“I’m afraid to ride this route. But what to do? Such service.” Even the war did not stop the Ukrainian trains
Photo: Jose Colon/Anadolu Agency via Getty Images
Ukrainians feel safe on trains, because Ukrzaliznytsia has always been a sanctuary of normality and certainty in a country where little has been normal since the declaration of independence in 1991. Even the war didn’t change that. I found out about it, traveling thousands of kilometers in Ukrainian trains and spending hundreds of hours in them.
Five minutes, 19 minutes, an hour, an hour and 46 minutes, two hours – in one week only, between March 8 and 15. Train PKP On March 14, InterCity “Orzeszkowa” arrived from Jelenia Góra to Warsaw with a delay of 106 minutes. InterCity train “Malczewski” from Krakow to Kołobrzeg on March 8, arriving in Wroclaw, was already 119 minutes late. Additionally on the TVN Warszawa website, I read that “at the Warsaw Railway Junction (…) the manager of the railway infrastructure canceled eight connections of the S40 line from Piaseczno and Warsaw Central from March 15 (…). Also, 16 connections of Koleje Mazowieckie were canceled and the connection of another seven was shortened.

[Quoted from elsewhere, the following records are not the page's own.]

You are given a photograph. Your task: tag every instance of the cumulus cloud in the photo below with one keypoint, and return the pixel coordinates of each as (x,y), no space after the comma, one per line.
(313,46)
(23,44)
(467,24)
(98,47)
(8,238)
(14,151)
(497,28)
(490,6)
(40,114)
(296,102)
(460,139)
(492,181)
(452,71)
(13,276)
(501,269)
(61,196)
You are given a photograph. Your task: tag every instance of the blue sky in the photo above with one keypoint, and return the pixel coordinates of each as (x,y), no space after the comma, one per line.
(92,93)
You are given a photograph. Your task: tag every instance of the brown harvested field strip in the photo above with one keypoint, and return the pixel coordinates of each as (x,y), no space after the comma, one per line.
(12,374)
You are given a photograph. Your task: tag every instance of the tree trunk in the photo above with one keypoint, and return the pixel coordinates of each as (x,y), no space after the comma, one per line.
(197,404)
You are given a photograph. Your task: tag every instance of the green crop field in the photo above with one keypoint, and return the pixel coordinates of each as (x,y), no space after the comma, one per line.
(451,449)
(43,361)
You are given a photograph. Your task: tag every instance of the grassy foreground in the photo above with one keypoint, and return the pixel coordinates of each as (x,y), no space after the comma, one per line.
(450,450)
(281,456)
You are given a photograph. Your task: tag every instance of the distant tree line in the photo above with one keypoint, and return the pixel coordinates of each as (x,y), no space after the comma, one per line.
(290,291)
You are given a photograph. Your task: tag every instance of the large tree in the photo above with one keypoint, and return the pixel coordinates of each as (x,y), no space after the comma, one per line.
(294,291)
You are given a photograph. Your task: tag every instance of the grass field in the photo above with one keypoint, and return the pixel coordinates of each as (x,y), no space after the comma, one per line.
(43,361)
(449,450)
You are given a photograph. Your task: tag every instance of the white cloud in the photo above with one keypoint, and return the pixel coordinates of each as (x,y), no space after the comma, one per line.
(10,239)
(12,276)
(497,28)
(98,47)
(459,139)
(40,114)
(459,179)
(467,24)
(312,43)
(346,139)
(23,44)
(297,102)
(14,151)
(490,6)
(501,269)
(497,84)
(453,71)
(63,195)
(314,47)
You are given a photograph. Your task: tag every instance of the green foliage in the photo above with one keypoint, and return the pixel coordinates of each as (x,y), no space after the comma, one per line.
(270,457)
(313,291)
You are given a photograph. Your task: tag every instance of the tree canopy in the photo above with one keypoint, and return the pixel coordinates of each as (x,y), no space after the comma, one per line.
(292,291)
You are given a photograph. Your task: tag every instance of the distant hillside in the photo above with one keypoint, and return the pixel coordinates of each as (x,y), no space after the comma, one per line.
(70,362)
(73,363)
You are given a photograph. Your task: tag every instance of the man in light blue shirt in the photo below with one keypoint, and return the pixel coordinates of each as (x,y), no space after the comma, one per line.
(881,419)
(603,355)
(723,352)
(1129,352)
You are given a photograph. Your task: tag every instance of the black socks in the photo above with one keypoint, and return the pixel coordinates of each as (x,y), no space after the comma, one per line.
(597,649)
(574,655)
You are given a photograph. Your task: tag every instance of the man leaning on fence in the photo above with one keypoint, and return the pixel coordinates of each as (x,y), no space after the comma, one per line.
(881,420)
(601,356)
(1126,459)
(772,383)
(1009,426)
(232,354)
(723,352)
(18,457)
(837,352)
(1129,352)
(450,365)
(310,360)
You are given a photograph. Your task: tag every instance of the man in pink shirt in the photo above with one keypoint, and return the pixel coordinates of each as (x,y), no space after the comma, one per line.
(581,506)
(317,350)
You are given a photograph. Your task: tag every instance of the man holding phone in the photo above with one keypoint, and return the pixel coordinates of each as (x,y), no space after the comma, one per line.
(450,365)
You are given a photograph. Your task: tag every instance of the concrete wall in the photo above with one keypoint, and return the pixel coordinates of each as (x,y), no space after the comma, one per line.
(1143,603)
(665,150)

It lies beyond its eastern border Ukrainewhere a regular war has been going on for more than a year. Russian soldiers fire at trains and railway stations, rockets fall on energy infrastructure facilities, depriving traction, and there are mines and unexploded ordnance on the tracks. And yet, Ukrainian railway workers manage – at times one would like to say that their trains run like a Swiss watch.
Since November, I often ride Ukrainian trains. Only one train was late – from Kiev to Izium, liberated in September in eastern Ukraine. After a massive rocket attack on Ukraine in the morning of March 9, we stood at the Kharkiv station for an hour and a half longer than scheduled. – Only 15 rockets flew to Kharkiv. There is no electricity in the traction. We are waiting for a diesel locomotive to be assigned to us, because the electric one will not go further – the conductor explained to me when I went out to the platform to smoke a cigarette.
Ukrainian Railways, or Ukrzaliznytsia, is a huge machine. Day after day and night after night, he distributes people, goods and military equipment around the country for the fight against Russia army. Supports over 21,000 km of tracks (before annexation of Crimea and the war in the Donbass (approx. 27,000). Ukrzaliznytsia is one of the largest Ukrainian enterprises, employing over 370,000 people. people. There is no room for error here, everything has to work here.
Fear at the train station in Kherson
Kherson railway station. There are over 20 wagons along the platform. It’s still winter, but here – in the south of Ukraine – when the sun comes out, it gets warm in spring. Explosions are heard every now and then. Like in stereo – once it bangs on the left, after a while on the right. The locals are used to it, because the Russians from the opposite bank of the Dnieper are shelling Kherson almost constantly.
Each car is looked after by a conductor or female conductor, called guides. They make sure that the car is warm, they distribute bedding, coffee and tea, they close the toilets at stops so that passengers do not use them, because most of the cars do not have a closed water circuit and waste flows onto the tracks. The guides and guides also check the tickets and let them into the carriages.
A Russian shell just hit harder closer to Kherson station. Guides and guides raise their shoulders as if they want to hide their heads in them. No wonder, they came here for a while from other regions of Ukraine, where shelling is not so frequent. I’m afraid to drive this route. You hear them shooting. But what to do? This is our service – tells me the guide from the fourth car.